À l’exception de ces missions et des préparatifs grandioses pour la mère de toutes les attaques aériennes contre l’Iran, qui ne sera jamais réalisée, il semble que l’armée de l’air n’ait pas grand-chose à faire, si ce n’est bombarder périodiquement la bande de Gaza impuissante ou le camp de réfugiés de Jénine. S’il n’y a pas assez de pilotes pour effectuer ces missions, non seulement la sécurité d’Israël ne sera pas compromise, mais elle pourrait même en bénéficier. Ces bombardements n’ont jamais empêché la résistance violente à l’occupation : ils n’ont fait que l’encourager, tout en commettant des crimes de guerre et en créant des tragédies humaines. Il serait donc préférable que les pilotes se reposent chez eux pendant un certain temps - jusqu’à la prochaine guerre, qui semble pour l’instant lointaine. Lorsqu’elle se rapprochera, on peut compter sur eux et sur les autres réservistes pour être les premiers à s’engager, que ce soit dans une semi-démocratie ou dans une semi-dictature.

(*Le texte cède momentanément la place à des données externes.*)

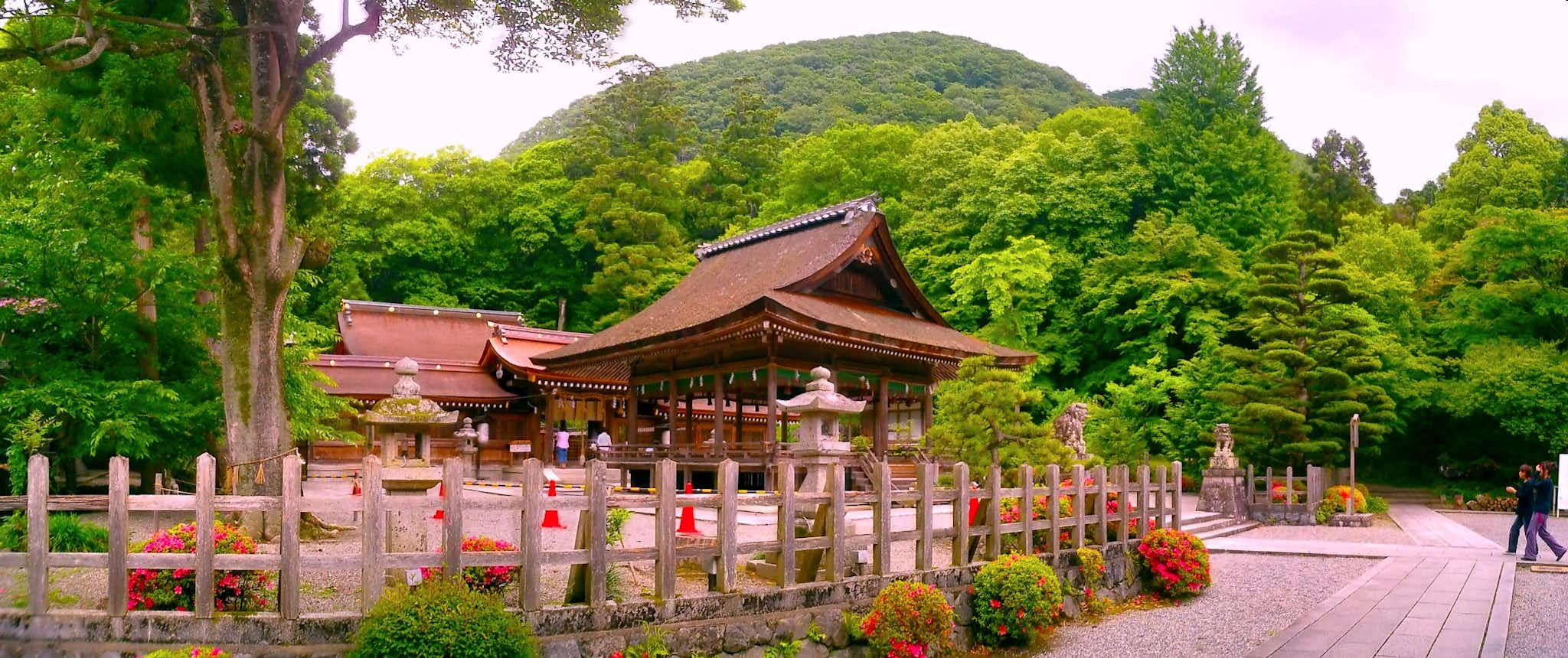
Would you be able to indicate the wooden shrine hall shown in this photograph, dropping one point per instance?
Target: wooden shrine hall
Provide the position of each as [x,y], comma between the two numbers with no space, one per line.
[746,326]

Les jugements de Harel sur le refus attendu des soldats de servir dans les territoires sont porteurs d’espoir. L’une des réussites de la protestation est la légitimité qu’elle a conférée au refus de servir, pour la première fois dans l’histoire d’Israël. Il sera désormais plus difficile de qualifier les objecteurs de conscience de traîtres. On ne peut pas non plus ignorer le bénéfice qui pourrait résulter du fait de ne pas appeler les réservistes à servir dans les territoires [occupés depuis 1967]. Les territoires sont déjà saturés de soldats.

Voir des soldats assis jour et nuit à l’entrée des colonies illégales de Homesh et d’Evyatar, comme je l’ai fait cette semaine, suffit à faire exploser de rage. Voir les barrages routiers surgir sans rime ni raison, comme je l’ai vu cette semaine à l’entrée d’Anabta ou d’Emek Dotan, devant lesquels des centaines de voitures palestiniennes sont restées pendant des heures jusqu’à ce qu’ils soient enlevés sans raison, comme ils étaient apparus, c’est comprendre qu’il y a beaucoup trop de soldats qui s’ennuient dans les territoires.

L’excès de puissance a toujours été l’un des problèmes d’Israël. L’excès de puissance l’a conduit à l’arrogance, à la vantardise et à des guerres inutiles et l’a empêché de reconnaître les limites de sa puissance et de rechercher des alternatives. Peut-être que, par inadvertance, Israël fera ce qu’il faut et que nous aurons désormais une armée plus petite et plus intelligente, qui sera peut-être même un peu plus morale.